Got a chain last weekend, and just on a couple of preliminary rides, London is starting to open up to me, after all this time. It's such a closed off place, but the counter to that is that when you find a cool bit, you feel like it's just yours....

* - Bought Thom Yorke's new solo album, 'The Eraser', on Saturday. It rocks! There is a very small list of artists that your correspondent will buy from without prior investigation, and that's the thing that rocks when I go get that stuff. I know that it's gonna be good, and I wasn't disappointed. Definitely coming from Radiohead but his own thing too...sounded very produced i.e, not too much acoustic instruments going on, which I guess I always associated with his haunting tones. Oh well, go get it if you're keen....

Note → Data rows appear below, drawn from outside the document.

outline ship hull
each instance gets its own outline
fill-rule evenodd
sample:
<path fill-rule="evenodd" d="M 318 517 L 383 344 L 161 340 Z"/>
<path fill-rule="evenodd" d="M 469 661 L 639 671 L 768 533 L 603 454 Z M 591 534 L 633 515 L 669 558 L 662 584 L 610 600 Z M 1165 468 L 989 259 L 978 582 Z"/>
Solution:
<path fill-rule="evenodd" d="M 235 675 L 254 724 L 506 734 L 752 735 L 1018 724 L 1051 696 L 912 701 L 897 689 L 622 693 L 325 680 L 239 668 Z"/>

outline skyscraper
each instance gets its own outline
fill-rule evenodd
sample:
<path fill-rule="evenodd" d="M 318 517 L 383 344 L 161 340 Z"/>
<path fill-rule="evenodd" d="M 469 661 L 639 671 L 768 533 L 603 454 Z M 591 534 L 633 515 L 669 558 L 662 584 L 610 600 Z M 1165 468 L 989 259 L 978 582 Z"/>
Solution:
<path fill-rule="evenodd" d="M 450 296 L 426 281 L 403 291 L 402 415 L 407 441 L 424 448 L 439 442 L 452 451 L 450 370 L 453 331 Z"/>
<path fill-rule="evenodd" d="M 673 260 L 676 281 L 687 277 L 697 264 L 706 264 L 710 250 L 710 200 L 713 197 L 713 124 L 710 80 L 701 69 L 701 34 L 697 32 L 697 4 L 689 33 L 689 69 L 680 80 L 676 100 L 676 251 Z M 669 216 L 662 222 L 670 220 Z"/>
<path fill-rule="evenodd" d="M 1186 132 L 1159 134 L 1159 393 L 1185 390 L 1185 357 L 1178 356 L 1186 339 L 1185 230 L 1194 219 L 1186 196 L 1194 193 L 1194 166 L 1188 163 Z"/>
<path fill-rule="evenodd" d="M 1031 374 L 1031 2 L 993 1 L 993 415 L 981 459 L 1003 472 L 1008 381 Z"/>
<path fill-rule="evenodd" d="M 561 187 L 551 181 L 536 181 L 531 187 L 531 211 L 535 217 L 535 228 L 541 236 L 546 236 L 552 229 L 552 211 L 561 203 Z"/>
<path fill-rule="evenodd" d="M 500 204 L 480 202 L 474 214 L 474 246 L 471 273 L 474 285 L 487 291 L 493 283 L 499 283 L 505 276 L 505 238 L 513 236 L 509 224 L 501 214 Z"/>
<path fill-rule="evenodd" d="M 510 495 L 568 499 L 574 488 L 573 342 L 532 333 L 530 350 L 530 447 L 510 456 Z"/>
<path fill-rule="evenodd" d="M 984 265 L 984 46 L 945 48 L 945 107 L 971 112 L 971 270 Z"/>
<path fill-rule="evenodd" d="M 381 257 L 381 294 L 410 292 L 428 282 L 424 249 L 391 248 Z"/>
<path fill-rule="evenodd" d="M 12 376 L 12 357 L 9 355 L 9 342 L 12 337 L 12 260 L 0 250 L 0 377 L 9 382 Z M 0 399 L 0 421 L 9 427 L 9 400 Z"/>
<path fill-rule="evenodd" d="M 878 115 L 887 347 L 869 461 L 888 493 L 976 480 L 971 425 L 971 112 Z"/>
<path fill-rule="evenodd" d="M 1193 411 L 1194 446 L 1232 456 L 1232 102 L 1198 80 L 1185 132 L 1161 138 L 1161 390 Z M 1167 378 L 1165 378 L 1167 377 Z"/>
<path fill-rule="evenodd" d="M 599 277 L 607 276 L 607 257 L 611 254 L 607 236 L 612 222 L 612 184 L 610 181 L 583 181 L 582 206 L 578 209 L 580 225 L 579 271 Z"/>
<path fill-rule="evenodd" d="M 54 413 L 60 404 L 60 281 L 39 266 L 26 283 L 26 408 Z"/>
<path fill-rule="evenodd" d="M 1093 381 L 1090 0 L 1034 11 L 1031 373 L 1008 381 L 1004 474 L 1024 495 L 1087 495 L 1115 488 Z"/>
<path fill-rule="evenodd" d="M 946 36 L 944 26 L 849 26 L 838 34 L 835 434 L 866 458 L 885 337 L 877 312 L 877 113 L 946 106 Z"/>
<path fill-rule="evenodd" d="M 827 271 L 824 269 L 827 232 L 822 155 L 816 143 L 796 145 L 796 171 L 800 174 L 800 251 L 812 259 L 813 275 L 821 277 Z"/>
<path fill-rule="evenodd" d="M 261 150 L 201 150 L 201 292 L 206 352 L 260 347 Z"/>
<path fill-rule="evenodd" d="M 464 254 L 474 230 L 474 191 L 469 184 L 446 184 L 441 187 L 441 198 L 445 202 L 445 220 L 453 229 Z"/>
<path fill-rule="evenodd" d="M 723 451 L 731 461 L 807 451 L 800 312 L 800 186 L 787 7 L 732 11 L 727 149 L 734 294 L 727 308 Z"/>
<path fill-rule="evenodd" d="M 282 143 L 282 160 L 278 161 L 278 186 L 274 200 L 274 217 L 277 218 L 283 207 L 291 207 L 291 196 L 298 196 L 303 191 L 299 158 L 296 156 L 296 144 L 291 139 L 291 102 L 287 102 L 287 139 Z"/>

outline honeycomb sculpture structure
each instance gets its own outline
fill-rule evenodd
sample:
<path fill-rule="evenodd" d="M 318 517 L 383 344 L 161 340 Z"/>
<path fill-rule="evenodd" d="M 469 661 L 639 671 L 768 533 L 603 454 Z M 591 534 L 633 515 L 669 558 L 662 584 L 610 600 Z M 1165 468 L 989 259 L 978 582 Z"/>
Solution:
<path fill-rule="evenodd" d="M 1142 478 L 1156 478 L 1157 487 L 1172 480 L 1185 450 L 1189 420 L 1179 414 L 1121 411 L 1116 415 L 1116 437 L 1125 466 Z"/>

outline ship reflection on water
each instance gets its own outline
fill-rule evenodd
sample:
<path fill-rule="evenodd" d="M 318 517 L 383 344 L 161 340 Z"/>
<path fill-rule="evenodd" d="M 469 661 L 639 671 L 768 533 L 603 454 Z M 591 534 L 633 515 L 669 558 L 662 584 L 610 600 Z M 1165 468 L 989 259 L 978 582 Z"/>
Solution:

* - Don't you love that Beckett quote? I saw it when I was in Ireland on a bookmark with famous Irish authors and their best quotes. It was below a photo of him looking like an incredibly crusty wrinkly old man. I like it because it feels like it's about making the most of the time you have, whether it be a lot or not much. I guess when you're in your late 20's, the time of your life, being aware of the small time before and the long time coming up, that there's a certain niggling in the back of your head, perhaps a pressure (if you allow it) on whether you're making the most of it. Then again, if you do spend too much time thinking about whether or not you are, then I guess you're not putting enough action into actually doing it!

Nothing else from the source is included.